Before digging into your issues,
I’ve been trying to find the time to write up my thoughts with regard to a full migration pattern I think is good to start with, but it covers so much ground its hard to get traction on it. I’d be really interested if you could talk though some of the patterns you are using to translate Nagios config resources to Sensu Go resources.

  1. One comment on the push model, make sure you take a look at the sensu go agent events api as an alternative to the sensu backend events api. Depending on your network topology you might find it easier to push into the agent events api.

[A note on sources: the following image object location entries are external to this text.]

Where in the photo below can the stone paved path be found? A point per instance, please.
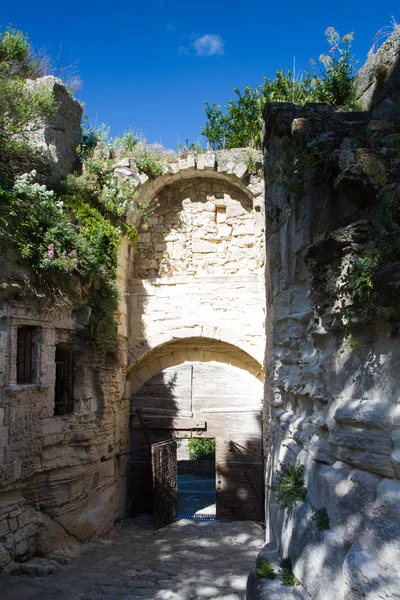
(187, 560)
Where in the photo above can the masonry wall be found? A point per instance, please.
(62, 478)
(224, 403)
(197, 311)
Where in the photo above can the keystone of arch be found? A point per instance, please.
(228, 165)
(177, 352)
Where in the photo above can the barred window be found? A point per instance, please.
(64, 388)
(28, 349)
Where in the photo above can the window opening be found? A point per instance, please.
(64, 387)
(28, 342)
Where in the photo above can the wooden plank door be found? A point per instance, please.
(165, 483)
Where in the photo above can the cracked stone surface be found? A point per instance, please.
(187, 560)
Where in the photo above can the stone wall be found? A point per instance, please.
(333, 397)
(219, 401)
(62, 478)
(196, 306)
(201, 227)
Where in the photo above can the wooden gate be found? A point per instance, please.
(165, 483)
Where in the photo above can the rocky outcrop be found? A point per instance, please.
(56, 138)
(377, 83)
(333, 356)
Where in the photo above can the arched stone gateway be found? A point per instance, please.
(195, 314)
(200, 388)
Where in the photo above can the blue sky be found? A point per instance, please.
(150, 65)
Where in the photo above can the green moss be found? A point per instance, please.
(321, 519)
(264, 569)
(288, 579)
(288, 485)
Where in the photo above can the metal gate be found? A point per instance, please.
(165, 482)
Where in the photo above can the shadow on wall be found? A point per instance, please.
(200, 226)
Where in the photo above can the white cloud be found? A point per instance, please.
(209, 44)
(183, 50)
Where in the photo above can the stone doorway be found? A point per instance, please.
(196, 400)
(196, 479)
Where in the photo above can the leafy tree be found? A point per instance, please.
(239, 124)
(201, 448)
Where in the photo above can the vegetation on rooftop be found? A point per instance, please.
(239, 123)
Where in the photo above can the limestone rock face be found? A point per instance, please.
(56, 138)
(377, 83)
(334, 405)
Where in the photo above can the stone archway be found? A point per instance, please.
(200, 388)
(195, 314)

  2. I think the intent is for option a) to be used, a single check with both status and metric handlers defined. I think you’ve described a bit of a papercut in the UI for metrics ingestion that is probably a good target for a github issue to see if we can get that cleared up. I’ll file an issue and see if the engineering team has some thoughts on how to clean that up. Seems to me the way this should work is agent should optionally? mutate the output and strip the metrics data that it converted.

  3. I wasn’t aware of Nagstamon. I’ll reach out and see what the developers need to work with Sensu Go. Hopefully its just read access to the events api endpoint. If so… then getting them up and running with Sensu Go support shouldm’t be difficult… in fact… with RBAC baked in now… really good option now to use Nagstamon securely with a Sensu user role targetted for Nagstamon access.

  4. Sensu Go and Sensu Classic event model both hold just enough status history to implement flapping detection, similar to Nagios flap detection actually. Sensu Go event model now includes timestamps as well. If you want to hold onto history long term, then a db handler would work here. In fact that might be something you could share as an asset. A simple event handler that ingested an event and wrote tagged status information into influx as a metric.

Thanks for sharing your migration status!